Antczak, who became a member of the RSA back in the 90s, helped to double the then-dwindling membership of the group during his run as president.

“I was lucky enough to be president during a real time of transition where it was possible to do some change within the organization,” he said. “Because of that success I’ve remained in touch with them and done projects for them.”

The role of the executive director, he said, is not so much one of policy as it is one of management; making conference arrangements, balancing finances, paying taxes and over all monitoring of organizational activity.

His first order of business in his new position will be putting the finances in order and making sure existing contracts are good and sustainable – as he said, “checking up on the business end of the organization.”

He said his new role as the RSA’s executive director will not only allow him to use his experience in the world of higher education to benefit the RSA, but the exposure within the organization to other groups will allow him to be a “little bit more of a foresighted dean.”

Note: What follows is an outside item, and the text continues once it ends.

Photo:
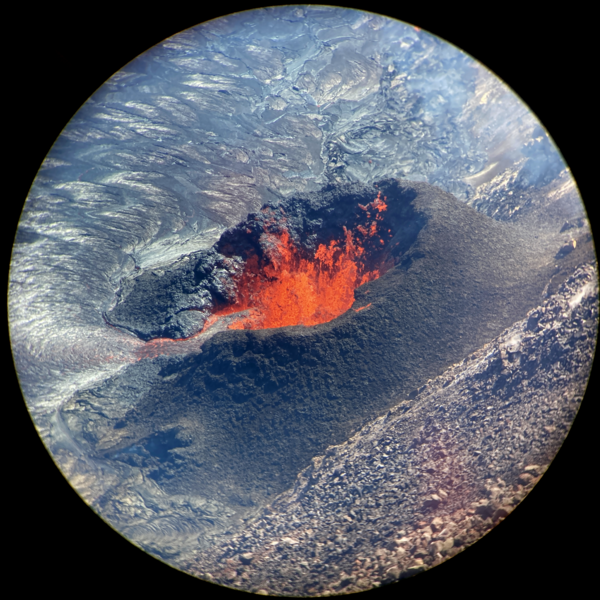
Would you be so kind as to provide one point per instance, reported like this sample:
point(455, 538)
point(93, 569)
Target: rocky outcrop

“Because RSA is part of the American Council of Learned Societies, I’m going to use this as an opportunity both for RSA and for Grand Valley to find out how learned societies in other disciplines like biology, history and all of the ones that are working the United States right now – how they do their business, what they’re prioritizing, what they are putting money into,” Antczak said. “If I can see trends in the liberal arts, that will help me support my faculty here. And if I can see trends in the way societies are managed, then I can help the RSA.”

During his time in the RSA, Antczak has done research on Abraham Lincoln as well as Martin Luther King Jr. in addition to his extensive research in the general ethics of rhetoric.

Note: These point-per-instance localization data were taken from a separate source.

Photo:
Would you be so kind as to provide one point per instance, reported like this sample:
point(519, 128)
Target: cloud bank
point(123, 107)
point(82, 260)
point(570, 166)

“I guess a thread that holds those together is this: we’re a society that is open and liberal in the classical sense but there are some bottom line values without which we could not keep ourselves open,” he said. “Both for Lincoln in his views of slavery and King’s in his views of voting rights, I thought they were about articulating what aspects of that fundamental American ethic is all about. “

Antczak is bringing that fundamental ethic to his view of the workplace as well, most excited for fulfilling his obligation to the younger rhetorical scholars and hoping to help inspire a “trampoline effect” that may help launch them into success in their own careers.

“I think that professors, as they get older, get an obligation to help people laterally as well as vertically,” he said. “In other words, we spend our whole lives helping students but at some point or another you develop a kind of leadership obligation to help younger people in your profession. Either way, it’s a manifestation of helping people that you don’t know and I don’t know, it feels generous, it makes you generous if you keep fulfilling that obligation.”